The School for Wives was probably my favorite in the bunch, and one of the few comedies that has aged well. It's about a man, Arnolphe, who has spent his whole life mocking the way all the other men around him are being cuckholded, and so is terrified of being cucked himself, because of the mockery he would have to endure. To avoid the inevitable perfiedies of Woman, Arnolphe adopts a young girl from the countryside and has her raised in ignorance in a convent. So she will be too innocent to betray him, you see. A perfect plan. Despite what voice-of-reason character Chrysalde may say, about how "the fool is often false without intention." Hilarity ensues when, predictably, the girl in question falls in love with a strapping young man who happens to see her, and feels no love for the controlling, bloviating man twice her age who thinks he can mold her into his ideal bride. There is a classic fifth-act happy ending, of course, where it turns out the girl is actually the long lost daughter of a wealthy house, and her father has recently returned to France to see her married to his business partner's son, who is, by happy chance, the strapping young man who she is in love with. All is for the best.
Apparently this play caused the 17th century equivalent of a press firestorm: critics thought it was cruel to women, calling them all unfaithful, as it did. They thought the scene where Arnolphe alludes to the wifely duties he expects from his young bride to be were debased smut. And of course they thought the play should have some more action (an impractical consideration at the time - the play was limited to actors delivering monologues because the stage it was performed on was tiny, and surrounded by audience.) Moliere did the best possible thing in response: a 1660s equivalent of a massive subtweet thread. He wrote a play called The Critique of the School for Wives. In it, he gives each of these critics a voice, and creates a self-insert character to defend his play from the criticism. Its gloriously messy.
The Versailles Impromptu felt fascinatingly modern to me. He wrote and performed it after being commanded to perform for the King on a week's notice. In it, the theater troupe struggles to rehearse for a short-notice performance for the King. Actors bemoan that they cannot remember their lines, they are interrupted by courtiers who want to watch, and Moliere (in the play) gets distracted on a tangent about another farce he's working on, to mock the style of other acting companies. It doesn't really have a plot, or an arc. Moliere uses it as a platform to proselytize what he thinks theater should be, and to highlight the difficulties of putting on a performance. I could easily imagine it being performed in a black box theater, or being a low-budget indie film.

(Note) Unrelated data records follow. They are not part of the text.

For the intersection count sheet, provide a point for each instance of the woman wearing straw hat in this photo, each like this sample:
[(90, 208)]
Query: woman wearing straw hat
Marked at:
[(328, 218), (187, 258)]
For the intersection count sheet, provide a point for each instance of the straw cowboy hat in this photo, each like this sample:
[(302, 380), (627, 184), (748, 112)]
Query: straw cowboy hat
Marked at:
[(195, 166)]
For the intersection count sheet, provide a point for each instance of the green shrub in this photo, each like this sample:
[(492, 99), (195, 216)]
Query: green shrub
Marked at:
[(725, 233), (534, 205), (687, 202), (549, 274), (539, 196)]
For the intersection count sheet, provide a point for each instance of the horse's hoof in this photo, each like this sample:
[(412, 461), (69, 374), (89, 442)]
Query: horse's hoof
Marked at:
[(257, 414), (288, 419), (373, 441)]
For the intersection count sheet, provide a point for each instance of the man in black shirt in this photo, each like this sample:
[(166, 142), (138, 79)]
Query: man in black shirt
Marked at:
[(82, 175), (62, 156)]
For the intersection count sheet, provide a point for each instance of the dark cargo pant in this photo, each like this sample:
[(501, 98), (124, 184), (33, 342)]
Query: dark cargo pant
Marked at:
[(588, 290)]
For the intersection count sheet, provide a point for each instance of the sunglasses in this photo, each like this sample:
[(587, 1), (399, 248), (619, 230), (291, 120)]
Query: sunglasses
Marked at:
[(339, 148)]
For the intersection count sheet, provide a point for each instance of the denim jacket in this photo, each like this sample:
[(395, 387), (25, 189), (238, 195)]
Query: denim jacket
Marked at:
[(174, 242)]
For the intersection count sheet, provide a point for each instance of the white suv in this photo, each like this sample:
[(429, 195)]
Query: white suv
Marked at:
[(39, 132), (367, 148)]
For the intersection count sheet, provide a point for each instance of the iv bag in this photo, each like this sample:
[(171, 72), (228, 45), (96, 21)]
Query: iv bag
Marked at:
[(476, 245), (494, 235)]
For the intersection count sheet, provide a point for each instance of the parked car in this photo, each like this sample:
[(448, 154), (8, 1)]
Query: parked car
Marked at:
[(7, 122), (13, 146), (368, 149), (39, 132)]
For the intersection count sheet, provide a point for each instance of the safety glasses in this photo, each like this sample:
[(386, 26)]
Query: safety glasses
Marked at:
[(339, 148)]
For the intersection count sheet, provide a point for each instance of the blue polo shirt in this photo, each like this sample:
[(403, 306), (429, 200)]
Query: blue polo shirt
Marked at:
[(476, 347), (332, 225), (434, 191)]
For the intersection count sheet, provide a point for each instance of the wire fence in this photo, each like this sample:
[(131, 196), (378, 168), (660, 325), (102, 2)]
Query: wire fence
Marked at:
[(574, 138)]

Tartuffe is another play that caused significant controversy. Apparently the King liked it, but banned its performance at the behest of the Church, who accused Moliere of irreligion. It's about a con man (the titular Tartuffe) who poses as deeply holy, to get in with a wealthy man (Orgon), get the rights to all his property, and bone his beautiful wife. All of Orgon's family and friends see that Tartuffe is a con man, but Orgon stubbornly refuses to listen to them until he sees Tartuffe trying to seduce his wife with his own eyes, at which point he flies into a rage. Unfortunately, he has already signed legal documents transferring all of his property to Tartuffe. His family are being turned out of their home in the streets when Royal Guard ex-machina appears, and explains that the King in his Royal Wisdom knows Tartuffe is a con man, and has rendered the legal transfer of property void, and has Tartuffe arrested. I have to admit, I didn't like this one as much. I think it probably could be hilarious if performed, but on the page it dragged a little bit, and I found Orgon's credulity and temper to be more off-putting than funny. But it is funny in a metafictional sense: the Church thought this play was blasphemous, though Tartuffe is not even a priest, and in the text of the play, is clearly just adopting the guise of a religious man to get stuff. Oh how far we haven't come.
The Misanthrope is interesting because in it we see a critique even of an excess of sincerity, almost an about face from The Precious Damsels. The Misanthrope is about a man, Alceste, who hates the pretenses of people at court. He hates, for example, the way people will ask for honest critique of their poetry and then get mad at him for saying he thinks it's bad poetry. Alceste, however, is a bit of a hypocrite: he is in love with one of the court beauties (Célimène) who is known to be a bit fickle and two-faced, entertaining the courtship of several young men without choosing between them, and indeed making fun of other people behind their backs. Alceste gets into a bit of drama with the man whose poetry he pronounced dreadful, and has to flee the court. However, when he asks Célimène to accompany him into exile from the court, she expresses the mildest possible protest before beginning to agree to the idea ("What, leave society before I'm old, and go and bury myself in your solitude?... I'm only twenty; solitude terrifies me. I fear that I am just not strong enough to take on so high a purpose. But-"). This enrages Alceste, who sees it as evidence of her inconsitency and lack of conviction. He turns around and proposes to Eliante, who has been standing around next to Alceste's friend, Philinte, for the whole play, and is like "I should have asked you" and Eliante (rightly) says "I'm no one's backup plan, I've been standing here the whole time waiting for Philinte to ask me to marry him" and then Philinte and Eliante get married, and Alceste grumpily shuffles off out the the country to live out his days in principled solitude.
Bishop called The Misanthrope Moliere's Hamlet, a work of sufficient ambiguity that different performers and audiences could sympathize with characters on different sides. I think of this collection, it definitely has the most nuanced characters, though as Bishop also points out, the original audience would have seen Alceste as a comically hyperbolic figure, and laughed at him.
The Physician in Spite of Himself is the worst one to read. It's a very slapsticky play, most of the punchlines are someone getting beaten up. I can imagine the right tone and performers could make it very funny, but of all these plays, this one you can skip.
The Would-Be Gentleman (Le Bourgois gentlehomme) is about a wealthy middle-class man who has aspirations of entering the gentry. Moliere's audience would have found this to be an absurd aspiration, and so the protagonist is a credulous buffoon. You can't buy class. No matter how many dancing classes and music classes and fencing classes and fine sets of clothes he buys, he cannot acquire good taste (especially not with the constant flattery of the people he's paying to be around him). There is truth to this kind of figure, of course, but I think the core joke has aged badly: the very idea of a commoner becoming a gentleman, that any commoner could even consider themself worthy of being an equal to the impoverished Count who is constantly asking him for money, is not something that is funny or sensible to a modern audience. I did like the wife character in this play a lot though. She criticises her husband for thinking the aristocrats are worth immitating. She points out that the Count is insolvent, that the fashions look ridiculous, and that if her daughter were to marry the Count, she might not be permitted to know her grandchildren. I like her.
And that's it. I might look up some filmed versions of my favorites and update this post, but it's already taken me way too long to write up, and I'm behind on the post I'm writing for my next book, The Vegetarian by Han Kang.